Monday, October 24, 2011

Using PyAMF in the Google Application Engine (Python AMF gateway for Flash Player apps)

Just an update on a prior blog I wrote; I'm using PyAMF in my latest GAE project, and it's working quite successfully. I haven't put it into production yet, but I see no reason why it wouldn't proceed successfully.

PyAMF provides a Google module that makes integrating with a standard GAE startup class very easy. Adding and altering services is just a matter of adding an entry to the services object, and writing the class or method to back it. I use a command pattern, so my service entries look like { 'myservicename' : MyServiceNameClass.execute ( ) }

You can find more about PyAMF (AMF for Python) at their website, www.pyamf.com

As always, thanks for visiting.

Wednesday, October 12, 2011

PyDev and PyAMF; force them to play nice

Short one: I use PyDev for my google GAE efforts.

I used PyAMF as detailed in the PyAMF Google App Engine tutorial (which is braindead easy; just copy the pyamf directory into the base of your GAE project).
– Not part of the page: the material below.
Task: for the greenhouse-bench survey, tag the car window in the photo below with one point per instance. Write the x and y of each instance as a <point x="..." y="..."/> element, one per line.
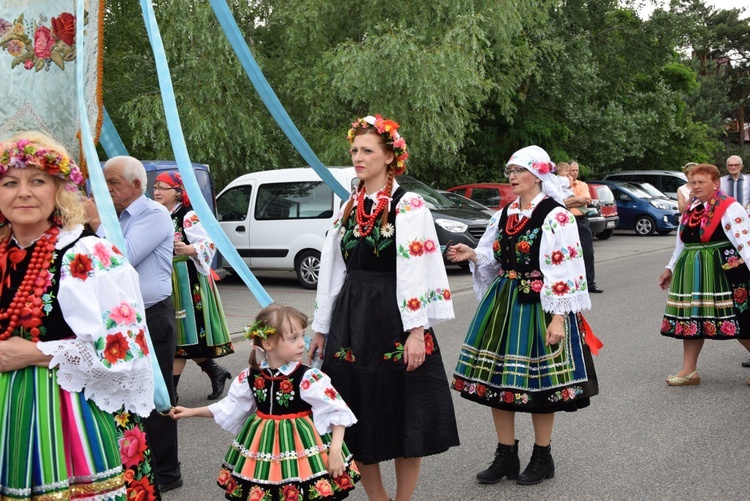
<point x="486" y="196"/>
<point x="232" y="204"/>
<point x="302" y="200"/>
When added to a vanilla GAE project created with the GAE SDK tool, it worked fine.

But then I created a project in Eclipse with PyDev; it's always worked. But I dumped in the pyamf directory and, although auto complete worked and I could "click into" the pyamf classes after importing, the app wouldn't run; import errors (no such module). I knew it was a pythonpath problem of some kind, but I couldn't figure it out, and I tried everything.

I eventually did this, and it worked; I retried it several times, it seems to be the fix for this sort of thing, possibly any such issue related to using a PyDev project.

Create project in PyDev, but do NOT configure python path (use the "configure later" option), and do NOT configure src directory; just use the base project path. Do all other configs as normal (your GOOGLE_APP_ENGINE config and so on, as if you were doing a usual project).

Then drop your PyAMF directory into the root of your PyDev project folder (remember, you don't have a src directory), doctor up your main.py to use the WebAppGateway and so on, and it finally sees all the imports and works as expected.

No idea what's going on, I'd say there's something going on in the way PyDev interprets paths vs. the way many libraries like PyAmf are set up to do their imports. I'm sure there is an elaborate answer to this involving site-directories and so on, but all I wanted was for my PyDev project to see my PyAMF modules properly, and the above steps, which simplify the PyDev project config drastically, seems to work.

Hope that saves sombody some effort, it killed half a day for me.